Figure 341

Diminished operative morbidity and mortality following surgical revascularization for atherosclerotic renovascular disease. Operative morbidity and mortality in patients undergoing surgical revascularization have been minimized by selective screening and/or correction of significant coexisting coronary and/or carotid artery disease before undertaking elective surgical renal revascularization for atherosclerotic renal artery disease. Screening tests for carotid artery disease include carotid ultrasound and carotid arteriography. Screening tests for coronary artery disease include thallium stress testing, dipyridamole stress testing, dobutamine echocardiography, and coronary arteriography. Aortorenal bypass with saphenous vein grafting is a frequently used surgical approach in patients with nondiseased abdominal aortas. Severe atherosclerosis of the abdominal aorta may render an aortorenal bypass or renal endarterectomy technically difficult and potentially hazardous to perform.
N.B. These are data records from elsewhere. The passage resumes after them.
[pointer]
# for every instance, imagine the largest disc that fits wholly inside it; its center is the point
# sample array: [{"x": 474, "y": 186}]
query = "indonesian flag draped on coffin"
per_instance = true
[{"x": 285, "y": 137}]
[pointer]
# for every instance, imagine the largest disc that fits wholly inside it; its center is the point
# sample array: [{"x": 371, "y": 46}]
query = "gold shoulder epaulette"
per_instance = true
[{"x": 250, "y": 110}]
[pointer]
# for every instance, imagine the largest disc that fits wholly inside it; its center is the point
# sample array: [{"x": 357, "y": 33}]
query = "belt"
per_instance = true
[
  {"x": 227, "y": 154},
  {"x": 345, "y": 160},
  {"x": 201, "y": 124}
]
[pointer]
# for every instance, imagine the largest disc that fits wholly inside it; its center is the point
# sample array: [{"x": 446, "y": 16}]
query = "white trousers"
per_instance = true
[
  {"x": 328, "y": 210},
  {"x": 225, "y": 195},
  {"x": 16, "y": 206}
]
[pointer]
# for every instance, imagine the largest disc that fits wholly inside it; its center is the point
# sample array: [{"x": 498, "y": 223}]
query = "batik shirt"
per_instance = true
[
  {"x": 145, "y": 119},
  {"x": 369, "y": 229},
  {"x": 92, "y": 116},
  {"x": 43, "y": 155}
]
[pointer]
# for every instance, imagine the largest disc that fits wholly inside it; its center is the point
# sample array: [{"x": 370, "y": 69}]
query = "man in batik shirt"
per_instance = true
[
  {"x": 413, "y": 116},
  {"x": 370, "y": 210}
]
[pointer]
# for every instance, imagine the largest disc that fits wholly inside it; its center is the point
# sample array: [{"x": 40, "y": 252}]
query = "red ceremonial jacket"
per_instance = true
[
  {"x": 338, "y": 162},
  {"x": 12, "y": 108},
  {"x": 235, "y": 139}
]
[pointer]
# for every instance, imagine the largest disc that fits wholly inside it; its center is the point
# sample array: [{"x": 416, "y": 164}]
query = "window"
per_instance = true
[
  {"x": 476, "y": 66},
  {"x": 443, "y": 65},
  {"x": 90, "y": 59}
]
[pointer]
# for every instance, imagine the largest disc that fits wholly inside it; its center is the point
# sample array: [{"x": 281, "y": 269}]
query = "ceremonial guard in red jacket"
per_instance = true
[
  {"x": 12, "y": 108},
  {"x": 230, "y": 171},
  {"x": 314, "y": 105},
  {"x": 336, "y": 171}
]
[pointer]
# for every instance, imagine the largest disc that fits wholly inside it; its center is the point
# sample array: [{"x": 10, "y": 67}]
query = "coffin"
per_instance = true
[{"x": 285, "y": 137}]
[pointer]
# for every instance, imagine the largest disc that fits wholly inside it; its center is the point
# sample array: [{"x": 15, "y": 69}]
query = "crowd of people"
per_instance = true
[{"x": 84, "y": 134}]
Effective alternate bypass techniques include splenorenal bypass for left renal revascular-ization, hepatorenal bypass for right renal revascularization, ileorenal bypass, bench surgery with autotransplantation, and use of the supraceliac or lower thoracic aorta (usually less ravaged by atherosclerosis). Simultaneous aortic replacement and renal revascularization are associated with an increased risk of operative mortality in comparison to renal revascularization alone. Some surgeons advocate unilateral renal revascularization in patients with bilateral renovascular disease.